Mixin class for training Phonetisaurus style models

Parameters:
  • order (int) – Order of the ngram model, defaults to 8

  • batch_size (int) – Batch size for training, defaults to 1000

  • num_iterations (int) – Maximum number of iterations to use in Baum-Welch training, defaults to 10

  • smoothing_method (str) – Smoothing method for the ngram model, defaults to “kneser_ney”

  • pruning_method (str) – Pruning method for pruning the ngram model, defaults to “relative_entropy”

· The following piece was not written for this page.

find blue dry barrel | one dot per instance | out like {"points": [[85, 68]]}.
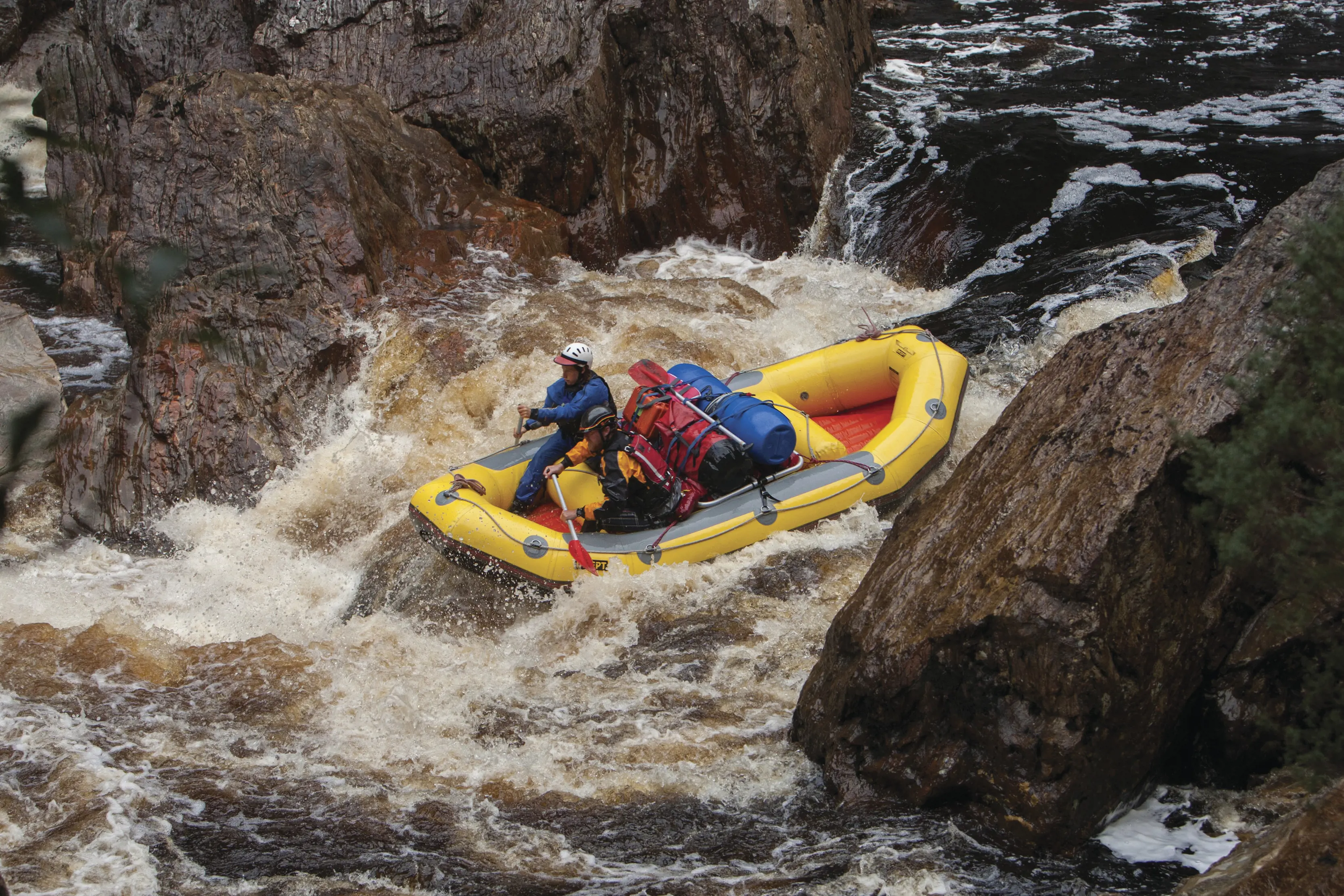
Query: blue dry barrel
{"points": [[768, 433]]}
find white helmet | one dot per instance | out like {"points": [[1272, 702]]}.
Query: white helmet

  • model_size (int) – Target number of ngrams for pruning, defaults to 1000000

  • initial_prune_threshold (float) – Pruning threshold for calculating the multiple phone/grapheme strings that are to be allowed, defaults to 0.0001

  • insertions (bool) – Flag for whether to allow for insertions, default True

  • deletions (bool) – Flag for whether to allow for deletions, default True

  • restrict_m2m (bool) – Flag for whether to restrict possible alignments to one-to-many and disable many-to-many alignments, default False

  • penalize_em (bool) – Flag for whether to many-to-many and one-to-many are penalized over one-to-one mappings during training, default False

  • penalize (bool) – Flag for whether to many-to-many and one-to-many are penalized over one-to-one mappings during export, default False

  • sequence_separator (str) – Character to use for concatenating and aligning multiple phones or graphemes, defaults to “|”

  • skip (str) – Character to use to represent deletions or insertions, defaults to “_”

  • alignment_separator (str) – Character to use for concatenating grapheme strings and phone strings, defaults to “;”

  • grapheme_order (int) – Maximum number of graphemes to map to single phones

  • phone_order (int) – Maximum number of phones to map to single graphemes

  • em_threshold (float) – Threshold of minimum change for early stopping of EM training

alignment_init_function#

alias of AlignmentInitWorker

property alignment_model_path#

Path to store alignment model FST

property alignment_symbols_path#

Path to alignment symbol table

property architecture#

Phonetisaurus

property data_directory#

Data directory for trainer

property data_source_identifier#

Dictionary name

expectation()[source]#

Run the expectation step for training

export_alignments()[source]#

Combine alignment training archives to a final combined FST archive to train the ngram model

export_model(output_model_path)[source]#

Export G2P model to specified path

Parameters:

output_model_path (Path) – Path to export model

property far_path#

Path to store final aligned FSTs

property fst_path#

Path to store final trained model

property grapheme_symbols_path#

Path to final model’s grapheme symbol table

initialize_alignments()[source]#

Initialize alignment FSTs for training

maximization(last_iteration=False)[source]#

Run the maximization step for training

Returns:

Current iteration’s score

Return type:

float

property ngram_path#

Path to store ngram model

property phone_symbols_path#

Path to final model’s phone symbol table

train()[source]#

Train a G2P model

train_alignments()[source]#

Run an Expectation-Maximization (EM) training on alignment FSTs to generate well-aligned FSTs for ngram modeling

train_iteration()[source]#

Train iteration, not used

train_ngram_model()[source]#

Train an ngram model on the aligned FSTs